Welcome to Obtaining Valid Consent in Optical Practice

Supporting Patient Autonomy Through Informed Decision‑Making
Welcome to this practical, professionally focused course designed for optical registrants and allied staff who need to obtain, assess and document valid consent in everyday practice. This course blends legal and professional standards with hands‑on communication strategies and exam‑focussed guidance so you can confidently support patient autonomy, meet GOC expectations and record decisions clearly.
What You Will Learn
- Legal and professional framework: GOC Standard 3, Mental Capacity Act 2005, Children Act 1989 / Gillick competence, Montgomery (2015) and relevant human rights considerations.
- The three essential elements of valid consent: capacity, information and voluntariness - and how to assess each in practice.
- Types and forms of consent: implied, express (verbal/written) and specific consent - plus proportionality for routine vs higher‑risk interventions.
- Practical communication strategies: plain language, teach‑back, interpreters, visual aids, and adaptations for neurodiversity or sensory impairment.
- Safeguarding and when consent may be lawfully overridden: acting in best interests, safeguarding children and adults, and managing coercion.
- Documentation and record‑keeping: what to record (type of consent, information given, capacity assessment, voluntariness) and sample note entries.
- Real‑world scenarios and exam preparation: common sessional examples (sight tests, dilation, contact lens fitting, dementia, Gillick competence) with concise, exam‑ready responses.
Valid consent = Capacity + Adequate, tailored Information + Voluntariness. Always document what was explained, how understanding was assessed and any concerns about coercion - and use proportionality: implied for routine low risk, verbal for moderate risk, written for high‑risk/invasive procedures.
How This Course Will Help You
- Enhance patient‑centred practice by ensuring decisions reflect each patient's values and understanding.
- Reduce professional risk by following law and guidance, and creating robust contemporaneous records.
- Improve communication with diverse patients using practical adaptations and teach‑back for confirmed understanding.
- Equip you for exams and practical assessments with checklists, sample note entries and structured approaches to scenario questions.

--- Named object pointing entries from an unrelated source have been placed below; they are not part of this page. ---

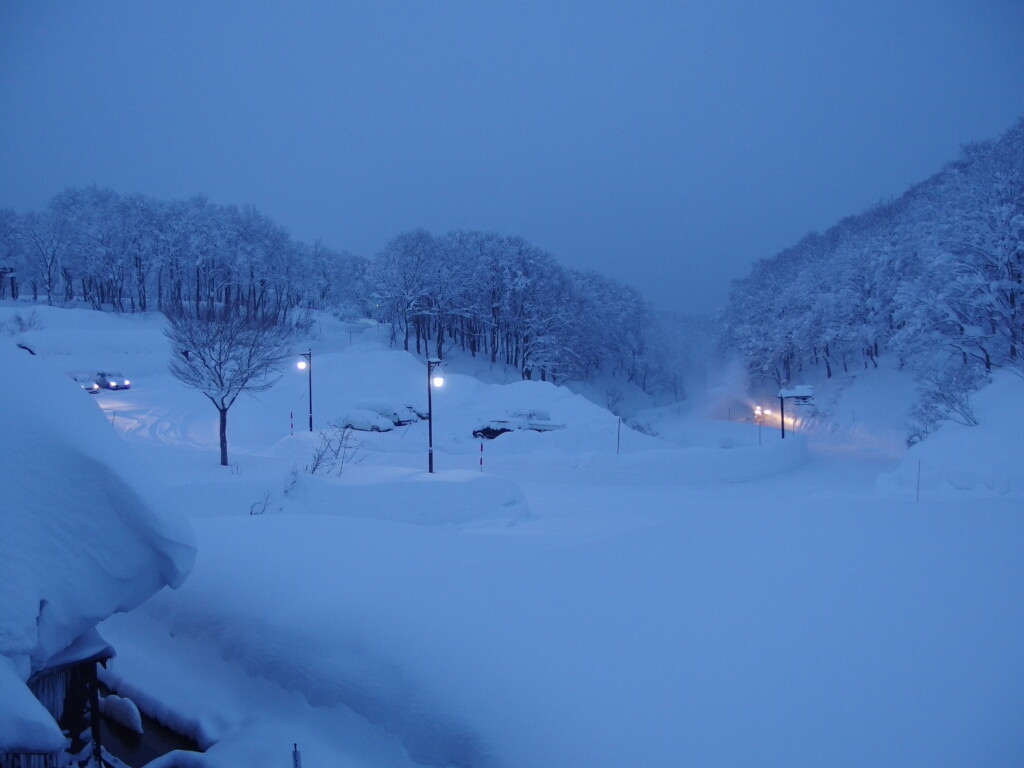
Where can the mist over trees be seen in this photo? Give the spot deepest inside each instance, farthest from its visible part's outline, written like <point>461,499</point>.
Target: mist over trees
<point>494,296</point>
<point>935,276</point>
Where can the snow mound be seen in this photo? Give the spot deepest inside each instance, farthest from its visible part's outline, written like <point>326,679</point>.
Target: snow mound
<point>984,460</point>
<point>79,543</point>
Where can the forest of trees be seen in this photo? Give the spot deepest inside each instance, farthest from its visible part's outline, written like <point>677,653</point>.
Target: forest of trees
<point>935,276</point>
<point>494,296</point>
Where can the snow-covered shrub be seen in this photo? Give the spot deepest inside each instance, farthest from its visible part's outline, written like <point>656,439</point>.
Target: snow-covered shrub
<point>336,450</point>
<point>944,394</point>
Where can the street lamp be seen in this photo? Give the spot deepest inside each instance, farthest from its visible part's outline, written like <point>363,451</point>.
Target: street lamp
<point>306,364</point>
<point>432,381</point>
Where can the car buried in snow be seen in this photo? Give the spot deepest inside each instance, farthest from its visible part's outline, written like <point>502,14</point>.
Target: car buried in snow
<point>537,421</point>
<point>366,420</point>
<point>112,380</point>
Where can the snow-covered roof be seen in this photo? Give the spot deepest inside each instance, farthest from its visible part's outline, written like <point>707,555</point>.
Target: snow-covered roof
<point>79,542</point>
<point>26,726</point>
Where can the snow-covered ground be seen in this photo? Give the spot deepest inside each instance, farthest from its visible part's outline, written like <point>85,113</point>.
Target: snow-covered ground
<point>713,596</point>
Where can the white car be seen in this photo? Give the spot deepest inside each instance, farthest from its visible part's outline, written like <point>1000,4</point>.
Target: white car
<point>110,380</point>
<point>366,421</point>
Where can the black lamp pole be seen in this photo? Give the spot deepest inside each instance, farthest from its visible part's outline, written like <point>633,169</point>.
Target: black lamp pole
<point>309,370</point>
<point>431,364</point>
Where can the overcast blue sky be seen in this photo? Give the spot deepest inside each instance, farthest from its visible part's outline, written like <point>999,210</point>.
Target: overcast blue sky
<point>668,144</point>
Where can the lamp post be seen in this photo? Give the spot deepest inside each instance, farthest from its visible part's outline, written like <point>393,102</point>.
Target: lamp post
<point>432,381</point>
<point>306,364</point>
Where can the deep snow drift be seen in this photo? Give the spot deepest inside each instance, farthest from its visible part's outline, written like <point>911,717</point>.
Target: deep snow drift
<point>696,598</point>
<point>79,541</point>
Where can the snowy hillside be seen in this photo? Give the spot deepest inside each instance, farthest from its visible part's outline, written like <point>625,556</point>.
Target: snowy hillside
<point>83,535</point>
<point>710,596</point>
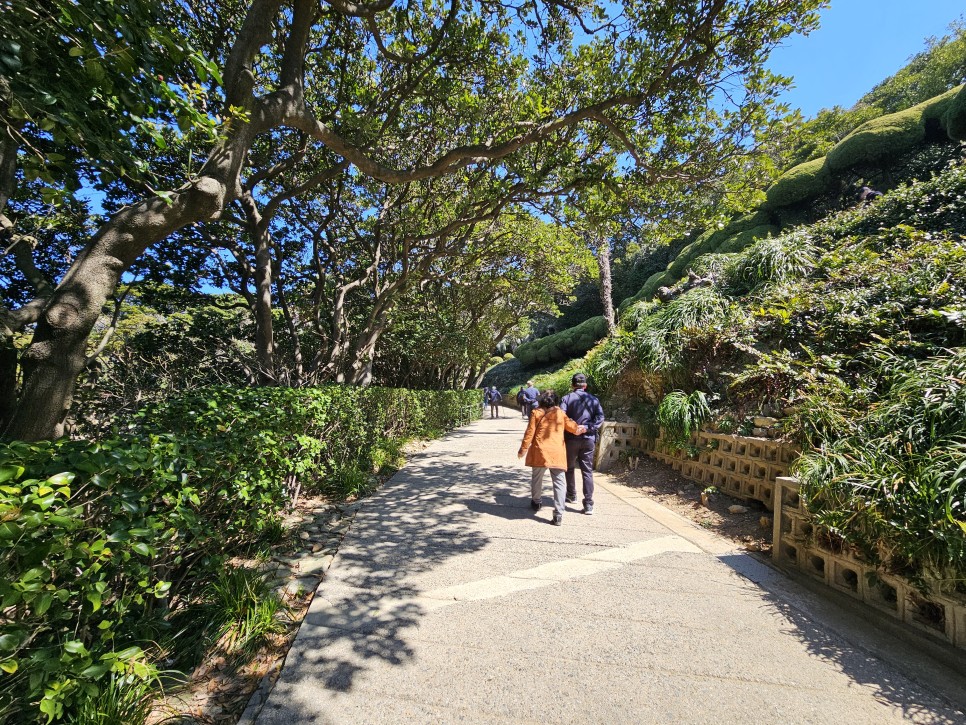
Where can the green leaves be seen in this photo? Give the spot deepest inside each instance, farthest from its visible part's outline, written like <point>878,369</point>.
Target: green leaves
<point>82,566</point>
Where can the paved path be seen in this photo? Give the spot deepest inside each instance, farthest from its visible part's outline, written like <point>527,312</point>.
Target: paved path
<point>449,601</point>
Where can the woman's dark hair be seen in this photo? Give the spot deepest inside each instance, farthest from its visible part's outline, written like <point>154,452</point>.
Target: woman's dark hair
<point>548,399</point>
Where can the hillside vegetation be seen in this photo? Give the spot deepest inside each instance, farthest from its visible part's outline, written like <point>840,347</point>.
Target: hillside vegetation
<point>848,324</point>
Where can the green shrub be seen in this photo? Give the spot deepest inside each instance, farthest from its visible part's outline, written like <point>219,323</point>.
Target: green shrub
<point>888,136</point>
<point>681,416</point>
<point>771,260</point>
<point>954,120</point>
<point>567,344</point>
<point>891,482</point>
<point>743,239</point>
<point>675,338</point>
<point>102,543</point>
<point>707,242</point>
<point>800,183</point>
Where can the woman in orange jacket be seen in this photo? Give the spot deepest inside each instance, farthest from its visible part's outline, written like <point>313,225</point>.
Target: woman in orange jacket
<point>543,445</point>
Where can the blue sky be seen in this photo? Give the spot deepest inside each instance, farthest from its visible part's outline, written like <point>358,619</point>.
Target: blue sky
<point>859,43</point>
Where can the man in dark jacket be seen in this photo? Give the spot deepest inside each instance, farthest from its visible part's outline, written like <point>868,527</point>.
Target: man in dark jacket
<point>585,410</point>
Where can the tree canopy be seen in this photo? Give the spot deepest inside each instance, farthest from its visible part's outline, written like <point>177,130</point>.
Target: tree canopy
<point>209,125</point>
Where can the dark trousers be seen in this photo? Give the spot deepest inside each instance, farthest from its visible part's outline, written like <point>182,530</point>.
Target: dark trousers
<point>580,454</point>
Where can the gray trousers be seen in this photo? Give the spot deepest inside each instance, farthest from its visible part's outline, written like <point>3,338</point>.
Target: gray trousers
<point>559,478</point>
<point>580,454</point>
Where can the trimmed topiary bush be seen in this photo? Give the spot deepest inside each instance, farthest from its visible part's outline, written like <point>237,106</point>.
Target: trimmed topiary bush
<point>888,136</point>
<point>954,120</point>
<point>564,345</point>
<point>798,184</point>
<point>707,242</point>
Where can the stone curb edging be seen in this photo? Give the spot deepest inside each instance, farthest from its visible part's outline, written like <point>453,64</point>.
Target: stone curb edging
<point>319,561</point>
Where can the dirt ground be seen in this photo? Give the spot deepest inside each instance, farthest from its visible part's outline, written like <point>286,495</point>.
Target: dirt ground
<point>751,529</point>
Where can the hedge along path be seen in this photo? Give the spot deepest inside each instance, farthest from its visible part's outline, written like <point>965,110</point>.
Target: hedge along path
<point>450,600</point>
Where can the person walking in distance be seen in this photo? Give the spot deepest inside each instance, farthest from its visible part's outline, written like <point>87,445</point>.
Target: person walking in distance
<point>530,394</point>
<point>493,398</point>
<point>544,448</point>
<point>581,406</point>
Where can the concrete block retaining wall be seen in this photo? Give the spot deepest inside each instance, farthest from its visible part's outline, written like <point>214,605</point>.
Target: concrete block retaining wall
<point>797,544</point>
<point>757,469</point>
<point>740,466</point>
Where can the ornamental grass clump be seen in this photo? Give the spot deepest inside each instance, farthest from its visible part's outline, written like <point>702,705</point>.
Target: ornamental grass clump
<point>891,481</point>
<point>678,337</point>
<point>681,416</point>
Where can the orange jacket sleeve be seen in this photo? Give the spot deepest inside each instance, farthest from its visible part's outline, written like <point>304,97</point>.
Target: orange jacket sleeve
<point>531,431</point>
<point>570,425</point>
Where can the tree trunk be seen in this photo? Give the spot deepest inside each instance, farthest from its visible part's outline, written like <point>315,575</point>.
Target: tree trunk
<point>58,351</point>
<point>606,293</point>
<point>264,322</point>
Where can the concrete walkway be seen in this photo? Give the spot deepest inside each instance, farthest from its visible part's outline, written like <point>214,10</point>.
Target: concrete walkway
<point>450,601</point>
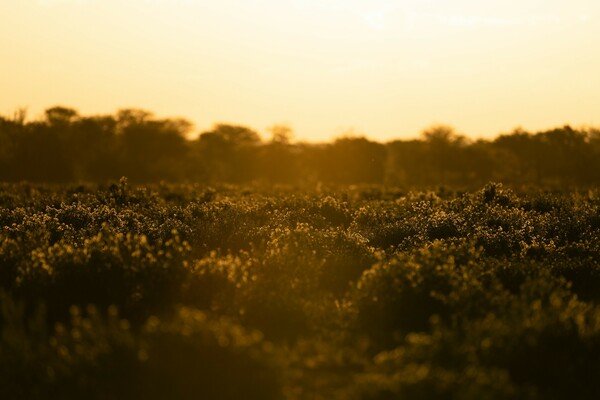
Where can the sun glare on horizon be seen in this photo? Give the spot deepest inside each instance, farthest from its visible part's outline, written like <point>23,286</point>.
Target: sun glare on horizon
<point>387,69</point>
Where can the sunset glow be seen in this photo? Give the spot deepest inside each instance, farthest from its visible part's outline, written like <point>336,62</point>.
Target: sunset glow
<point>385,69</point>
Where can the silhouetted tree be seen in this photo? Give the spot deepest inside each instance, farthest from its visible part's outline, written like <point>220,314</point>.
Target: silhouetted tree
<point>228,153</point>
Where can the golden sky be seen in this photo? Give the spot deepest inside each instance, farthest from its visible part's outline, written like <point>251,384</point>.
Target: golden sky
<point>383,68</point>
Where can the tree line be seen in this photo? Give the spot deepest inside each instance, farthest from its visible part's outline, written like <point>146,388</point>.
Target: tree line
<point>65,146</point>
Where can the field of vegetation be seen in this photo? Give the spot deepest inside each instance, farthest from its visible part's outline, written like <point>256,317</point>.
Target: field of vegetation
<point>120,291</point>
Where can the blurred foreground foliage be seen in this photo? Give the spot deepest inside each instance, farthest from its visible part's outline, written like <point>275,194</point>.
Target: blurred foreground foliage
<point>363,292</point>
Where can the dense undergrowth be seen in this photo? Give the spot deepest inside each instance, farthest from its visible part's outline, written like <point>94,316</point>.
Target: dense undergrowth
<point>335,293</point>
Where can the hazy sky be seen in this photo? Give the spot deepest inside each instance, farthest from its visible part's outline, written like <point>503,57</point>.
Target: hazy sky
<point>385,69</point>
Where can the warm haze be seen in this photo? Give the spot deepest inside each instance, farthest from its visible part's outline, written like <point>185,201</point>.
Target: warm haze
<point>385,69</point>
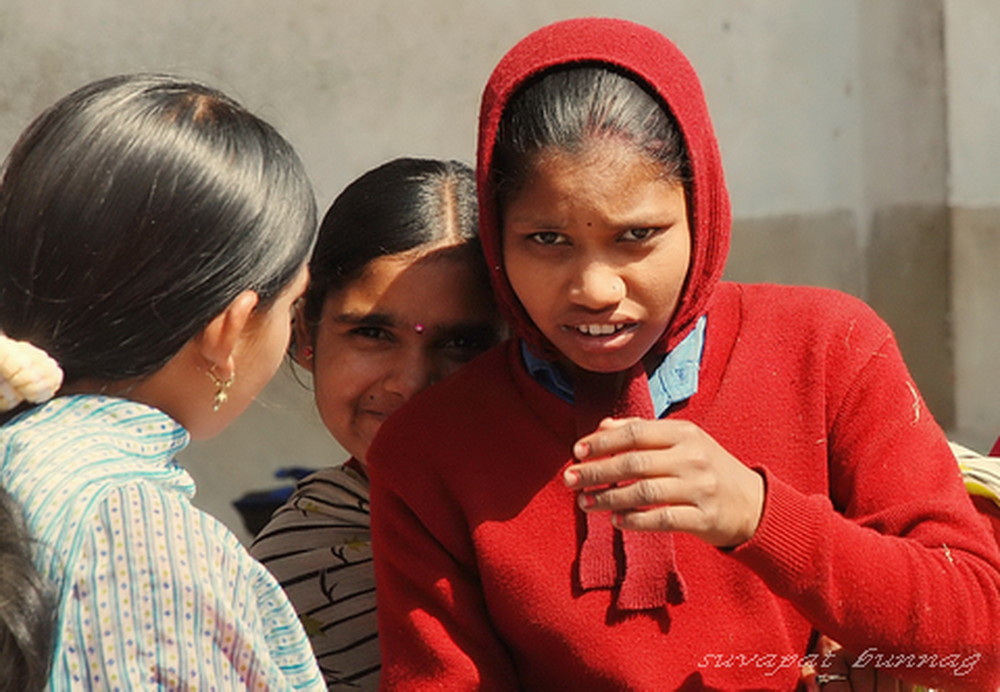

- Enable you to manage challenging situations (fluctuating capacity, pressured decisions, children who may be Gillick‑competent) safely and lawfully.
Course Structure and Study Tips
- Work through modules that combine principles, practical prompts and short case scenarios.
- In answers and notes, structure responses around the three elements: assess capacity first (if needed), explain tailored information, and confirm voluntariness.
- Use the quick consent checklist in practice: what, why, risks, alternatives (including doing nothing), capacity, voluntariness, form of consent and documentation.
- When documenting, be specific: record the information given, evidence of understanding (patient's words where possible), type of consent and any safeguarding or best‑interests decisions.
- Practice concise sample entries and teach‑back phrases - examiners and colleagues value clear, practicable wording.
We are pleased you've chosen this course. By the end you will be better prepared to obtain valid consent that respects patients' autonomy, meets professional standards and stands up to scrutiny. Welcome - and good luck with your learning.